Keaton Parks is an outstanding holding midfielder, but his contributions have been limited over the past few years. He had his first mostly-healthy season in 2021, and then missed half of last year after having surgery to remove a blood clot from his right leg. When healthy, he’s a mediocre defender as a defensive midfielder, but impeccable in distribution, and he contributes directly to the attack just a bit, as well.

Feb. 27

He’s been joined by former NYCFC DM/CB hybrid James Sands, returned early from a loan to Scotland’s Rangers. Sands is relatively immobile as a holding mid (but too mobile to be a CB – hence the hybrid role he’s played in the past!), but alongside a partner like Parks, he can still make a defensive impact. He’s always been known for his big diagonal passing – the Michael Bradley Ball – which can at times be boom-or-bust. He does not get directly involved in the attack (he’s even played as a true CB when needed in his short sample this year).

To the backline:

Maxime Chanot and Thiago Martins should form a solid centerback pairing, and while losing Alex Callens – for my money, one of the better centerbacks in the league in recent years – is not exactly “no big deal” territory, at least there’s some continuity. Martins is sort of bad, is the main issue here. Both of them are non-huge, as well, which could mean the aerial route for Nashville (including on set pieces) makes sense. Flanking them are Malte Amundsen and Tayvon Gray at fullback. You might expect, given the reputation of NYCFC over the years for engaging a ton of bodies in attack, that they’re both fine defenders but very good attacking players… but that’s not the case! Gray is a highly disruptive defender who absolutely stunk getting involved in the attack last year, while Amundsen is sort of above-average all around.

Feb. 27

Braian Cufré has replaced Amundsen at LB. He’s a good interruptor who’s not providing much in attack so far for the Pigeons.

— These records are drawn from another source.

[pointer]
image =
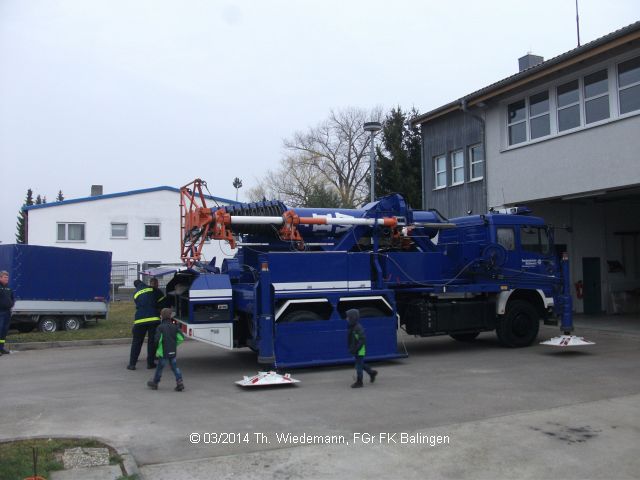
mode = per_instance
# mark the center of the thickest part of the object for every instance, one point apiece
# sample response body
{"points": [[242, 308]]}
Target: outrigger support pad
{"points": [[266, 379], [567, 341]]}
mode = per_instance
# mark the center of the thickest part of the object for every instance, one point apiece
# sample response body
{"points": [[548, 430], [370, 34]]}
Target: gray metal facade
{"points": [[457, 131]]}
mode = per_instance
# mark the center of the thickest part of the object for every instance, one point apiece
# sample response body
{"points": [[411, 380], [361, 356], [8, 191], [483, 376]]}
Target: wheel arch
{"points": [[534, 297]]}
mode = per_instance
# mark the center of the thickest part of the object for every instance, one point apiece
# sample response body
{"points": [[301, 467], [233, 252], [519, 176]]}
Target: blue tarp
{"points": [[53, 273]]}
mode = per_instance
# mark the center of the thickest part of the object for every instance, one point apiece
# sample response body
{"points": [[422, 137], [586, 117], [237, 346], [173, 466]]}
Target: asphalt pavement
{"points": [[508, 413]]}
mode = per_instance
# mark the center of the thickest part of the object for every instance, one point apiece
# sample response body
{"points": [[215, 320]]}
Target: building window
{"points": [[580, 103], [517, 122], [151, 230], [457, 167], [539, 115], [476, 162], [596, 97], [118, 230], [71, 232], [440, 167], [629, 85], [568, 96]]}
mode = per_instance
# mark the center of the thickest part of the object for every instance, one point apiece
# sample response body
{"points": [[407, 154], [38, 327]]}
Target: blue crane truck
{"points": [[296, 272], [56, 288]]}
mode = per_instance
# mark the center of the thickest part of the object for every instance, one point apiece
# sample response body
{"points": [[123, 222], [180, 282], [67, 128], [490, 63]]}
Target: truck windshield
{"points": [[534, 239]]}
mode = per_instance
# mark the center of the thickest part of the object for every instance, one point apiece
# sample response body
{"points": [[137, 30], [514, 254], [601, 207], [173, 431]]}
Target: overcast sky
{"points": [[135, 94]]}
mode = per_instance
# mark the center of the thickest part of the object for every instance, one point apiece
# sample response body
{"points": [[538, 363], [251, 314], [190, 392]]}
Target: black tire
{"points": [[72, 323], [25, 327], [519, 326], [300, 316], [48, 324], [465, 337]]}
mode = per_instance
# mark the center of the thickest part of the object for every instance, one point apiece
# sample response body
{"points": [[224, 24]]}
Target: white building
{"points": [[140, 227]]}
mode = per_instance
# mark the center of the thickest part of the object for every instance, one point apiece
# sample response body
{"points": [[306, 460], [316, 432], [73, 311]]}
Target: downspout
{"points": [[483, 135]]}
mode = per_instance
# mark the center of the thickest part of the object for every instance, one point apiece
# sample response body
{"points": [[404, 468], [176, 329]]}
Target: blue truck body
{"points": [[428, 275], [56, 287]]}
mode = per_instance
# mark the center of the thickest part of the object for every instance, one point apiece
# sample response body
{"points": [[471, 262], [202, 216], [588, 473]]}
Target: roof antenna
{"points": [[577, 23]]}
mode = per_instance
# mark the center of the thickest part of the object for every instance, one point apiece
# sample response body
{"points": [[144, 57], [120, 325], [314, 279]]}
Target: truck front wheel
{"points": [[519, 326], [72, 323], [48, 324]]}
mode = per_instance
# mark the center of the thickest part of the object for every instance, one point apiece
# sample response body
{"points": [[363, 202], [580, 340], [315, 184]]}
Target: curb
{"points": [[67, 343], [129, 463]]}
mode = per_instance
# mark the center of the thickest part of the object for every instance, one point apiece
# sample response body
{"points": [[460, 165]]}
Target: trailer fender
{"points": [[503, 298]]}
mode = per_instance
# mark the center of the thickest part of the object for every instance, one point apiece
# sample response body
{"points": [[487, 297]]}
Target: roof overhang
{"points": [[573, 57]]}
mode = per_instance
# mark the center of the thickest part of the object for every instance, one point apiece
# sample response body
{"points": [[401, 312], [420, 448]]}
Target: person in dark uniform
{"points": [[7, 300], [146, 321], [161, 299], [357, 344]]}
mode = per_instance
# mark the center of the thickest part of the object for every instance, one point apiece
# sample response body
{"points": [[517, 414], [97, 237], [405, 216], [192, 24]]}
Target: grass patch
{"points": [[16, 458], [117, 325]]}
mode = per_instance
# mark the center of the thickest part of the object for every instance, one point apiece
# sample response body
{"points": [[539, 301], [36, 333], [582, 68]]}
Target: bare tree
{"points": [[331, 157], [294, 182], [337, 151]]}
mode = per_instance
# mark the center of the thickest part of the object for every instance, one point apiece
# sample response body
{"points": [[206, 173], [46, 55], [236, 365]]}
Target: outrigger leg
{"points": [[566, 323]]}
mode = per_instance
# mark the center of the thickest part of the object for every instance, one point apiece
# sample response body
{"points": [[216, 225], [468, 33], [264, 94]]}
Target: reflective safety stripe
{"points": [[363, 349], [148, 319], [140, 292]]}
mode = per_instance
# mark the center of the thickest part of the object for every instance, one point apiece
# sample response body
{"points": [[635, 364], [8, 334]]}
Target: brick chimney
{"points": [[529, 60]]}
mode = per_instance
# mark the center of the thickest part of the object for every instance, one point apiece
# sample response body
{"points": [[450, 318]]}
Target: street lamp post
{"points": [[373, 128]]}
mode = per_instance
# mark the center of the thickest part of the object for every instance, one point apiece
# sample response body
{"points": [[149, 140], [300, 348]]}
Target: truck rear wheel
{"points": [[48, 324], [519, 326]]}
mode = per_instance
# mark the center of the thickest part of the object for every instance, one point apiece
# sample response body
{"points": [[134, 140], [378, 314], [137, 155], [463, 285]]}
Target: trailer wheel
{"points": [[465, 337], [24, 327], [519, 326], [48, 324], [300, 316], [72, 323]]}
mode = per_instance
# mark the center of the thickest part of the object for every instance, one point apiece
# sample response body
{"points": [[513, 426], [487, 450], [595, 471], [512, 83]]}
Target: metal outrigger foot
{"points": [[267, 379], [567, 341]]}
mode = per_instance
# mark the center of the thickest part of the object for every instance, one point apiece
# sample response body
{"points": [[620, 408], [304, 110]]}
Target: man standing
{"points": [[161, 299], [357, 343], [7, 300], [145, 323]]}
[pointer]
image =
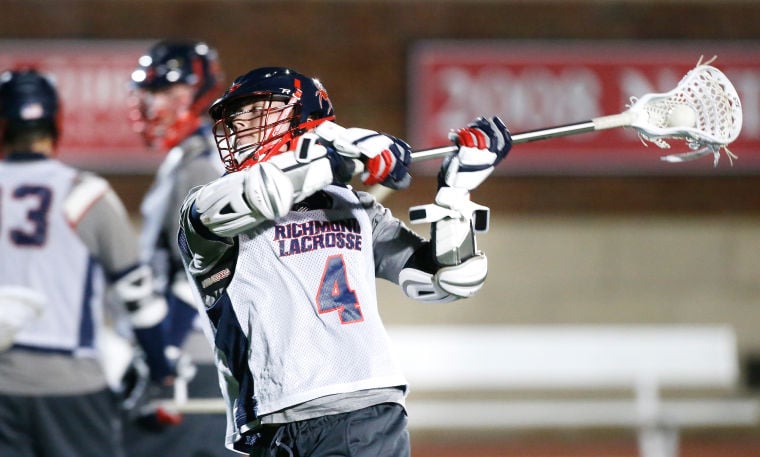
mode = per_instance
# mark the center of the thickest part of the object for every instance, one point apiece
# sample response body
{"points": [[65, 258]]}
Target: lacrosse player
{"points": [[66, 241], [284, 256], [172, 87]]}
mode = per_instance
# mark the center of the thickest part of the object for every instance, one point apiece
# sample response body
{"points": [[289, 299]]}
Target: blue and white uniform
{"points": [[293, 311]]}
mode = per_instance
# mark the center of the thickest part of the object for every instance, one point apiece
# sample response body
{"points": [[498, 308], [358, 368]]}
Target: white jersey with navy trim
{"points": [[304, 294], [41, 251], [292, 311]]}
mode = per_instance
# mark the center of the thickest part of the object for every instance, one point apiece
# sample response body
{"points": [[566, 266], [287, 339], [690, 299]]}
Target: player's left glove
{"points": [[482, 145], [386, 158]]}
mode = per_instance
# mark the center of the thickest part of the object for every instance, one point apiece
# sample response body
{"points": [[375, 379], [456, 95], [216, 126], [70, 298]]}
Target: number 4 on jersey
{"points": [[335, 294]]}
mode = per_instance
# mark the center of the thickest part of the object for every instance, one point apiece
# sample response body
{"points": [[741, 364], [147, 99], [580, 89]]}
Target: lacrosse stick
{"points": [[703, 110]]}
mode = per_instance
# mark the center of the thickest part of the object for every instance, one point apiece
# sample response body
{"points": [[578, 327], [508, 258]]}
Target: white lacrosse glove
{"points": [[265, 191], [386, 158], [482, 145], [463, 268]]}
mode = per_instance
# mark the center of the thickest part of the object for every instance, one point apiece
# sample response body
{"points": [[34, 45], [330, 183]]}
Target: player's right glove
{"points": [[482, 145]]}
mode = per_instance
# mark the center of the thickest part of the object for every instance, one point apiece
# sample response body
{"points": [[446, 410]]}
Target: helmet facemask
{"points": [[255, 128], [164, 117]]}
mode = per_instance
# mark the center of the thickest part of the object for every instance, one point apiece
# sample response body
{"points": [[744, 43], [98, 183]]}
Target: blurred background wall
{"points": [[562, 249]]}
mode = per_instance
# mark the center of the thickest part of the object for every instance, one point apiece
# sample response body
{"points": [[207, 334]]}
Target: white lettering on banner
{"points": [[534, 97]]}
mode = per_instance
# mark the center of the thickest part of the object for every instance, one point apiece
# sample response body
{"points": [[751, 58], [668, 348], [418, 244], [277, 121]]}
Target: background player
{"points": [[173, 85], [64, 236], [284, 256]]}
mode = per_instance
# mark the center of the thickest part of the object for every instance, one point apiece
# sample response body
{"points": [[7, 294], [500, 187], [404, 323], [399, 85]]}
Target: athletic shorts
{"points": [[376, 431], [85, 425]]}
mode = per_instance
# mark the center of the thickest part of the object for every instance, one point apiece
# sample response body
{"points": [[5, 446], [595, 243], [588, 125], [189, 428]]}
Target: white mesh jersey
{"points": [[303, 293], [41, 250]]}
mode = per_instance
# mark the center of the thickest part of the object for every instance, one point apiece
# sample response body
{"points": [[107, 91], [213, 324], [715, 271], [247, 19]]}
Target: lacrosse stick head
{"points": [[703, 110]]}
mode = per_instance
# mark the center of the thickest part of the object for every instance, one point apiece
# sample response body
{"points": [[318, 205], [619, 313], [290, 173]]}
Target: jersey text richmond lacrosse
{"points": [[299, 237]]}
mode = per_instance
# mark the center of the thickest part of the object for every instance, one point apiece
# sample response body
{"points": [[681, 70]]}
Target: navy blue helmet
{"points": [[167, 65], [28, 100], [292, 104], [171, 62]]}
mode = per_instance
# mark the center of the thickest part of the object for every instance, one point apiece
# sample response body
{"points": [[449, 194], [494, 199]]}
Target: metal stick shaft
{"points": [[517, 138]]}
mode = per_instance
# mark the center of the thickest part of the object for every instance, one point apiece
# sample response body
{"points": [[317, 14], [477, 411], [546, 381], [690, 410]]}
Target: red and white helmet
{"points": [[173, 85], [263, 111]]}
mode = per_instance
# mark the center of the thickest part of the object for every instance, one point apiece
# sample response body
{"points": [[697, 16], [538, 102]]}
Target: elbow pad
{"points": [[448, 283], [242, 200], [135, 291]]}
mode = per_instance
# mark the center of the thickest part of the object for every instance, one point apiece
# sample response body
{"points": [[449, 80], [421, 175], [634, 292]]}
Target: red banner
{"points": [[535, 85], [93, 83]]}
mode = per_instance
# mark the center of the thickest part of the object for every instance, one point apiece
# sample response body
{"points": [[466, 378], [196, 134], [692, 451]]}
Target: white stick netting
{"points": [[703, 110]]}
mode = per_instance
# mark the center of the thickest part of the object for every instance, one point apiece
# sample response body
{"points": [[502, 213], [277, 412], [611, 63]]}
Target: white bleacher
{"points": [[585, 363]]}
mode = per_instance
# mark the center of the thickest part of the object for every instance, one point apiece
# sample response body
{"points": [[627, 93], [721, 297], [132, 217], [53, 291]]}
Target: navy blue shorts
{"points": [[376, 431]]}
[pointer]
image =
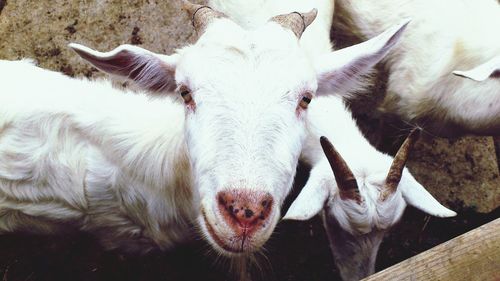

I called goalkeeper a major question mark for NYCFC in the earlier preview, and we have one answer: Luis Barraza has played every minute so far. The quality remains an open question though, as he’s been fine at-best, allowing 107% of expected goals against.

The Boys in Gold

This is as healthy as NSC has been all year (which unfortunately means still no Randall Leal), so expect a first-choice lineup, and a focus on hitting on the counter – much like you saw

Keys to the game

  • Don’t get intimidated by field dimensions. NYC runs a City Football Group-expected “press-and-possess” style, and they ramp up the press portion of it when they’re playing on their small home fields in baseball stadia. I don’t expect Nashville SC to connect beautifully through the press, but certainly avoiding getting flustered is important.
  • Be willing to play against the ball. This is the precise opposite of one of the keys I gave last time around (since I think Nashville wants to be a little more expansive at GEODIS Park this year), but on the road, this team wants to draw opponents forward to hit on the counter.
  • Convert the opportunities. If you’re playing a counter-style strategy in attack, you’re gonna get just a few chances, but they may well be golden ones. Hit ’em.
  • Set pieces. Of the 39.10 expected goals NYCFC conceded last year, 7.60 came from dead-ball opportunities. That turned into seven goals. Nashville has historically been fairly set-piece-reliant, and given all the above, it should be a fairly profitable avenue on this day.